Mosquito bites can be more than just itchy reminders of warm get-aways: they can transmit bacterial, viral and parasitic infections. And with over 40% of the world’s population at risk from malaria, and mosquitoes as key vehicles of dengue, chikungunya, West Nile and Zika viruses, better insect repellents have never been more sorely - or itchily - needed.

Currently, the most widely-used insect repellents contain the chemical DEET (N,N-Diethyl-meta-toluamide), which was developed in the1940s and used successfully since. But DEET does have its downsides, including the risk of skin irritation and toxicity in some biological systems. These constraints limit the concentrations that can be used, and therefore the effectiveness of the repellent effect. Consequently, scientists are searching for friendlier and more effective alternatives.

Most of the candidates discovered to date have been based on plant products. But now, in an article published in Science Advances, University of Wisconsin-Madison researcher Mayur Kajla and his colleagues have discovered that chemicals produced by the bacterium Xenorhabdus can deter multiple mosquito species from feeding. And they do it with equivalent - or better - efficacy than DEET.

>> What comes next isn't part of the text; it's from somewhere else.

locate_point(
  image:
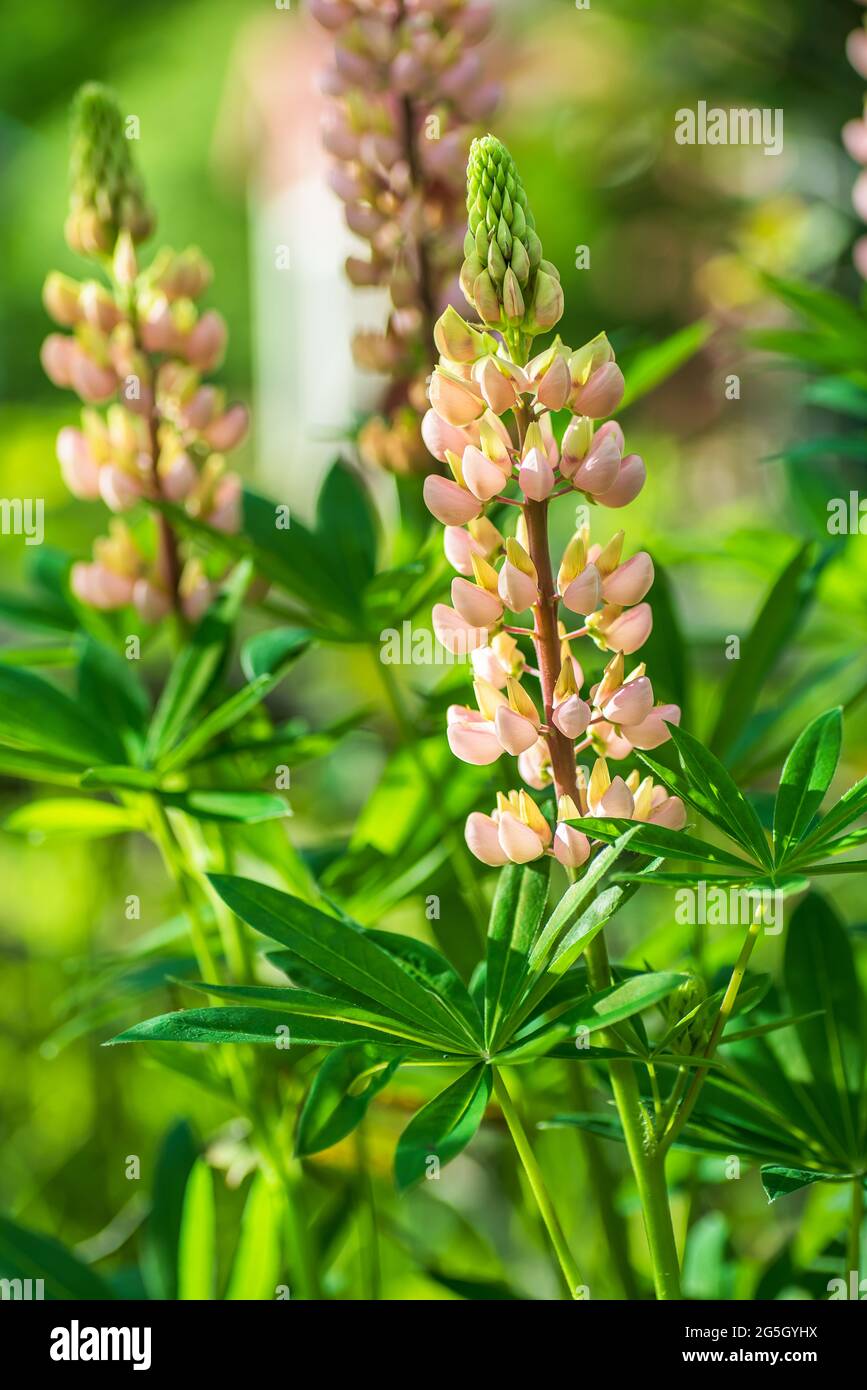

The insect-repelling activity of the bacterial products was tested in the laboratory by tracking mosquito landing and feeding on a warmed-blood chamber protected by a membrane, both in the presence and absence of the repellent substances. This system has the advantage of requiring low doses of test substance, and does not carry the same risks of contamination or inter-subject variation that accompanies animal or human testing.

The bacterial products in question are compounds known as fabclavines, which have insecticidal and antiobiotic activities. The molecules are secondary metabolites made by the Xenorhabdus. In their natural environment, which is the body of a nematode worm that normally infects insects, the bacteria probably use these chemicals to boost their survival rates. 

They appear to target insect taste or smell pathways, although the exact way in which they do this, and hence work as mosquito repellents, is not yet.

But important considerations remain to be investigated before the discovery can be translated beyond the laboratory. These include safety, production cost-effectiveness and mode of administration tests: will direct application onto the skin work, for example; or would the best approach be indoor spraying and insecticide-treated nets?

These bacterial products represent an exciting new avenue for public health measures, illustrating how an improved characterization of bacterial genomes and activities can lead to real-world impact!